Inspired by ludic and deconstructive alphabet books for children (Chris Van Allsburg, The Z Was Zapped; Edward Gorey, The Gashlycrumb Tinies) and biblical, classical and medieval abecedarian poems (Psalm 118, the “ABC of Aristotle,” Chaucer’s “La Priere de Nostre Dame”), this essay explores the polysemantic Middle English word virtu. An assemblage rather than word, vertu brings together the life force of animals and flowers; sidereal radiation and pull; cognition and the brain at war with itself; communicative and translational devices employed by the humors to bend the body to their desires; chivalric virtue; materiality as a matter-energy flow. Although some of its meanings are spiritual and theological, vertu also yields a way for medieval texts to frame a secular or at least non-teleological world where the only constants are strivings for movement, newness, and change. Virtu is more than life-force: it is an aesthetic impulse inherent in materiality, a creativity or generativity with irresistible allure for human, but in excess of anything the merely human world or even the divine world can contain.


10. Cary Howie
“Uncritical”

This essay attempts to think an uncritical relationship to its--to our--objects. Specifically, what value could there be in reading uncritically, where this kind of uncritical reading would be understood in light of other practices of unsaying? An uncritical reader would not, in this way, escape criticism (understood in its various modes as dialogical, interpretative, professionally-based, evaluative, and generally invested, overtly or covertly, in authority) any more than, for example, the practitioner of medieval apophasis would escape affirmation. But the coordinates would shift: if my drive to affirm is shaped by the ultimate excess of its object (in a certain tradition, God; in another, the world) to each of these affirmations, so too might my drive to critique (to criticize: and notice the ugliness of these verbs) be shaped by the ultimate excess of its object to the process and procedures of criticism.

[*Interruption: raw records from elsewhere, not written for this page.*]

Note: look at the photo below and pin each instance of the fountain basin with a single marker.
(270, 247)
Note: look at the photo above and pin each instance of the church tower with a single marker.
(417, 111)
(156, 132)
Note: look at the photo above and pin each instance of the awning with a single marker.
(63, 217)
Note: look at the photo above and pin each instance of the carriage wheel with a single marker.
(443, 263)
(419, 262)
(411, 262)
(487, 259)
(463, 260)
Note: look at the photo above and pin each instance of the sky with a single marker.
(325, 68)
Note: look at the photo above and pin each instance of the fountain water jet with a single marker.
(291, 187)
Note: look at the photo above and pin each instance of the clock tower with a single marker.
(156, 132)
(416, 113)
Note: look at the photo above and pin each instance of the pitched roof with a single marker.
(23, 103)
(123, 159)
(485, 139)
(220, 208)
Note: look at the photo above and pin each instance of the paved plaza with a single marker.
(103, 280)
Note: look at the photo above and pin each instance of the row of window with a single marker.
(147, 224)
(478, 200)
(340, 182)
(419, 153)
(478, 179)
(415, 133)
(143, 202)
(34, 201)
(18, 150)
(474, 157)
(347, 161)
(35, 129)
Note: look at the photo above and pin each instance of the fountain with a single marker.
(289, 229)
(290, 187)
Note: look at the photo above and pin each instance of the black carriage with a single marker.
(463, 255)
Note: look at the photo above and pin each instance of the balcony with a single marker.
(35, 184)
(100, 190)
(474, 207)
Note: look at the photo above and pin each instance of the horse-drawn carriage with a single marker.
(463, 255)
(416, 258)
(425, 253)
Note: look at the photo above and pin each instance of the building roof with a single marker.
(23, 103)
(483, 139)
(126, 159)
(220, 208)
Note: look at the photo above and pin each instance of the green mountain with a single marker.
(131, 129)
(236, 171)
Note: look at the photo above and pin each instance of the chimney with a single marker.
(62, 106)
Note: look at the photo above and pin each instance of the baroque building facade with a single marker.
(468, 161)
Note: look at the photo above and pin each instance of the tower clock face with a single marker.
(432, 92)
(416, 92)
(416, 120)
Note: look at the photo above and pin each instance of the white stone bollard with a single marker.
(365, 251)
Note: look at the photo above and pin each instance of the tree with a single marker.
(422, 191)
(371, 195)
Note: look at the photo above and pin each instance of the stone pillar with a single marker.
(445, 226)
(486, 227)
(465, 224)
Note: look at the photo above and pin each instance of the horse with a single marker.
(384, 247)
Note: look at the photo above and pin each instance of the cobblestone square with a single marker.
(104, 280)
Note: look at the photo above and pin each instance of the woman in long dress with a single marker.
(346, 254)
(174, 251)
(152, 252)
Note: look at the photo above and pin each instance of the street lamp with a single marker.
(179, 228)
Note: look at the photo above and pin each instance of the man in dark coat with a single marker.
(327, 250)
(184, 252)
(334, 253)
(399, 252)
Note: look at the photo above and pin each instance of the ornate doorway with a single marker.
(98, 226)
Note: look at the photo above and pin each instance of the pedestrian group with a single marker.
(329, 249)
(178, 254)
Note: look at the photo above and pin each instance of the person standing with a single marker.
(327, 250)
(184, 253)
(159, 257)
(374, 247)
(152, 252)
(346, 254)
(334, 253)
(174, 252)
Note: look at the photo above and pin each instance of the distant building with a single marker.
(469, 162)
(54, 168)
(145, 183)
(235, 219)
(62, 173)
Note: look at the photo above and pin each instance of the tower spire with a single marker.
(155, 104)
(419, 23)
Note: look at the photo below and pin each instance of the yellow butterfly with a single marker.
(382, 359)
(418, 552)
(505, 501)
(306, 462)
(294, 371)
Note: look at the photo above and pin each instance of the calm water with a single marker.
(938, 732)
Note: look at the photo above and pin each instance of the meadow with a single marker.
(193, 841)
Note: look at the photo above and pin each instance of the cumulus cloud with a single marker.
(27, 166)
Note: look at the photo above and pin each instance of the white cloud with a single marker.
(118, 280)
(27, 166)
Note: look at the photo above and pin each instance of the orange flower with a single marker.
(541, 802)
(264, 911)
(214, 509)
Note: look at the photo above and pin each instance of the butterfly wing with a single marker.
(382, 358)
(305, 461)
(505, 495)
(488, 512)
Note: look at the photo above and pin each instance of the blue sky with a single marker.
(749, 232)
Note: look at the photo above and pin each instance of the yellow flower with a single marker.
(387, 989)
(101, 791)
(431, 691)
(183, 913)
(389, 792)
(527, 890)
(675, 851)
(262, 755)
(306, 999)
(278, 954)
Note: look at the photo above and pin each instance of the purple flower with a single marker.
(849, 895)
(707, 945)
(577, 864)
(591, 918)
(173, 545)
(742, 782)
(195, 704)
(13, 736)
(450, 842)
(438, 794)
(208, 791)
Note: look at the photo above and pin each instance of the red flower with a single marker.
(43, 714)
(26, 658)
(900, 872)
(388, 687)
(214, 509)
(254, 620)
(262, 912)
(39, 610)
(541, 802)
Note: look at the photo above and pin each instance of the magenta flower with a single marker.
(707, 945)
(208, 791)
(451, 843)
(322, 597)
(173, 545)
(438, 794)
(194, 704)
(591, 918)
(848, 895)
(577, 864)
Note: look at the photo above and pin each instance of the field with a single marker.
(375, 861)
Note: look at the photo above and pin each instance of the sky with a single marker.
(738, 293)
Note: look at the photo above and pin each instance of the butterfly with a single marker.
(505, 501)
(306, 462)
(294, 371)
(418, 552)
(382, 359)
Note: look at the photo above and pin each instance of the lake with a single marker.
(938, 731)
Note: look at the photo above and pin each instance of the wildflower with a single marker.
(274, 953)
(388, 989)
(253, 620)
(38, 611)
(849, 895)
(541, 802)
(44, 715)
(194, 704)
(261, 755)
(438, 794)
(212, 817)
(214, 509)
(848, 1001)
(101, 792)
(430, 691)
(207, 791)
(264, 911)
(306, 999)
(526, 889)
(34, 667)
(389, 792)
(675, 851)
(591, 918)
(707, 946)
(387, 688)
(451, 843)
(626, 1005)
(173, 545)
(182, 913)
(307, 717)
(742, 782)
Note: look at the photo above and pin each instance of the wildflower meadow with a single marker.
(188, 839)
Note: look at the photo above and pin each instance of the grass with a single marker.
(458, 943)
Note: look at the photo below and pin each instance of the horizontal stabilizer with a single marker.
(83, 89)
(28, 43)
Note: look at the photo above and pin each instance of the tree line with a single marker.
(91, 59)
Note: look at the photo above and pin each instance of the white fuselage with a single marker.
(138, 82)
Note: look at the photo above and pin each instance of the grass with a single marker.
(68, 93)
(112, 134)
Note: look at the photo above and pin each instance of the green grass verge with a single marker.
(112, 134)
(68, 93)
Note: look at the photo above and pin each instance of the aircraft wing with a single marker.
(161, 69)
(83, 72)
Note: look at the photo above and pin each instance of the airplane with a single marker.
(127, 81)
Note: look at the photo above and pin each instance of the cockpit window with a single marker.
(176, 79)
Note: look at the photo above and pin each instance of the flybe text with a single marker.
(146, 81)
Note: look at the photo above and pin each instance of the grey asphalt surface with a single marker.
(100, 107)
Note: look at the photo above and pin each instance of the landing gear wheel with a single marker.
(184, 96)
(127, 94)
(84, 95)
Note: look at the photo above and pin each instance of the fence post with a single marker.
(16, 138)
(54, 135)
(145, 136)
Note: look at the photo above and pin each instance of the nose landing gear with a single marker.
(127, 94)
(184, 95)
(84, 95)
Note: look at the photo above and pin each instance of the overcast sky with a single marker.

The uncritical reader might attempt to give voice to something that criticism is too hoarse (or, perhaps, too busy speaking) to express, something uncaptured by criticism: namely, the sense in which objects, even and perhaps especially literary objects, elude our capture. To read uncritically would, in this way, be to read attentively, but where attention waits, where scholarly scrutiny goes a little unfocused, reaching out without grasping (or grasping many things at once, or grasping only to let go). If crisis designates, in at least one etymological register, a kind of separation, this kind of uncritical practice would be a bringing-together, not exactly a unification but, perhaps, a drawing-close, a binding, a becoming-unseparate. (And this is where uncritical reading and uncritical loving have something else in common.) There is no sense in which I can ever 'be' uncritical (or 'be' uncritically); I require you, or something in your place, to be uncritically 'with': the uncritical gesture is unthinkable--but here is another puzzle: what would unthinking amount to?--in isolation.


11. Book Review Essay by Sharon Kinoshita

1 comment:

Jemren said...

Personally I'm really looking forward to the essays from Godden, Bryant/Pyrdum and most of all Joy as the relationship between the Middle Ages and Film/contemporary iconography cast a spell over me. For my master's thesis I've been arguing with Assmann's theory of the cultural memory, which might be another interessting concept to consider.
As for Godden I'm working for a project which is considered with digitization and accessability of resources, and I'm really worried about scholarly reclusiveness.